Mes réflexes de flic reprirent aussitôt le dessus.

– Quel objectif ?

– Ce n'est pas le bon endroit pour en parler.

Je devins déçu qu'elle entretienne le secret à mon égard. Mais sans doute que les circonstances l'exigeaient. Après tout, ce n'est pas tous les jours qu'on descendait deux mignons d'Olson. Ce dernier serait furace d'apprendre la nouvelle. Et le Duc bien plus.

Elle cala la lampe torche sous son aisselle et se pencha au-dessus des corps des ripoux. Elle commença à les tirer vers le bord.

– Besoin d'aide ? Proposai-je d'un ton narquois.
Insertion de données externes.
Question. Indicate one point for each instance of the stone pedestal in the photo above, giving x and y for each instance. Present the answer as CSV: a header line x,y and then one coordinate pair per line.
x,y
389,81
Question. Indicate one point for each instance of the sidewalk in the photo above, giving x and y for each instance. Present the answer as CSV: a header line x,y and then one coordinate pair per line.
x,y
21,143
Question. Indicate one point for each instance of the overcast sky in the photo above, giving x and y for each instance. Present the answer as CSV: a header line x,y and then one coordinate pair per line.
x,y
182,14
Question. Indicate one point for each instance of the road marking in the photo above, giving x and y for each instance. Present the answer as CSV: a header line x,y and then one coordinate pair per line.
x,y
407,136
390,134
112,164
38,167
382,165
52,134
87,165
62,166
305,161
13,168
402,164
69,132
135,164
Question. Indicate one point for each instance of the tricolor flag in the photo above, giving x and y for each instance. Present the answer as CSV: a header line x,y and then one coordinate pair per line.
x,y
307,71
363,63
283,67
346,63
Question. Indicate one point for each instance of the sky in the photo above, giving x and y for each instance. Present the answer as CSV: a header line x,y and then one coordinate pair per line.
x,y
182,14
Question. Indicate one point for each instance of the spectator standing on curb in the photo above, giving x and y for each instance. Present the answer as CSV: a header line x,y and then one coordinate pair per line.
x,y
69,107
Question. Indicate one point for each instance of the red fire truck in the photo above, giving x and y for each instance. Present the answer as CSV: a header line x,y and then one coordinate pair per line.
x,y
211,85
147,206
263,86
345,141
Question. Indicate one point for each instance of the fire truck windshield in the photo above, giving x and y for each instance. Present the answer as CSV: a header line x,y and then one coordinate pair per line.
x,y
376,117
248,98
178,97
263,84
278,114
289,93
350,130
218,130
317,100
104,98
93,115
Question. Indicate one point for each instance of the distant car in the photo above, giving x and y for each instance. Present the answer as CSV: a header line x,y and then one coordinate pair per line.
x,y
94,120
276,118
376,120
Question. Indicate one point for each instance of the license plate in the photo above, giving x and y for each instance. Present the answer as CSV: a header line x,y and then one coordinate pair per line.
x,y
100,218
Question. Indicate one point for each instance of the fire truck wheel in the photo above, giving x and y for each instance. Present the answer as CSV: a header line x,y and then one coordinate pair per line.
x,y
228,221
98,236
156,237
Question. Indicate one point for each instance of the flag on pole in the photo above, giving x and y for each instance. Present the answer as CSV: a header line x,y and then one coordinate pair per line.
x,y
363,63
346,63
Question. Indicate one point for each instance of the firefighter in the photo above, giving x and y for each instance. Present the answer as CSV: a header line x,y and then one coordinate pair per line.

Elle me décocha un sourire malicieux en coin.

– C'est mignon de ta part mais je peux me débrouiller.

Je dissimulais une grimace de mon mieux. Le fait qu'elle ne m'ait pas retiré les menotes qui me liaient les pognes dans le dos m'incitait à penser qu'elle ne me faisait pas confiance. C'était mal parti pour une relation durable.

Les corps de Greg et Delas roulèrent finalement jusqu'au Styx qui les engloutit comme s'ils n'avaient jamais existé.

Mila se tourna vers moi et me considéra avec un air désolé.

- Nous devons y aller, nous sommes attendus.

Elle tira une cagoule de sous son imperméable brun. Dans un endroit comme la Fange, elle avait prévu de troquer ses vêtements aguicheurs pour une tenue de soldate.

Elle s'approcha, un peu mal à l'aise.

– Qu'est-ce que ca veut dire ? Demandai-je alors que je connaissais déjà la réponse.

– Désolée, David. Mais c'est pour notre protection à tous.

– Ouais, je comprends, lâchai-je dans un soupir éloquent.

Avec toute la délicatesse dont elle était capable, elle enfila la cagoule autour de ma tête, me plongeant dans le noir.

Si même les amis se méfiaient les uns des autres, la situation de Rain City était pire que ce que je craignais.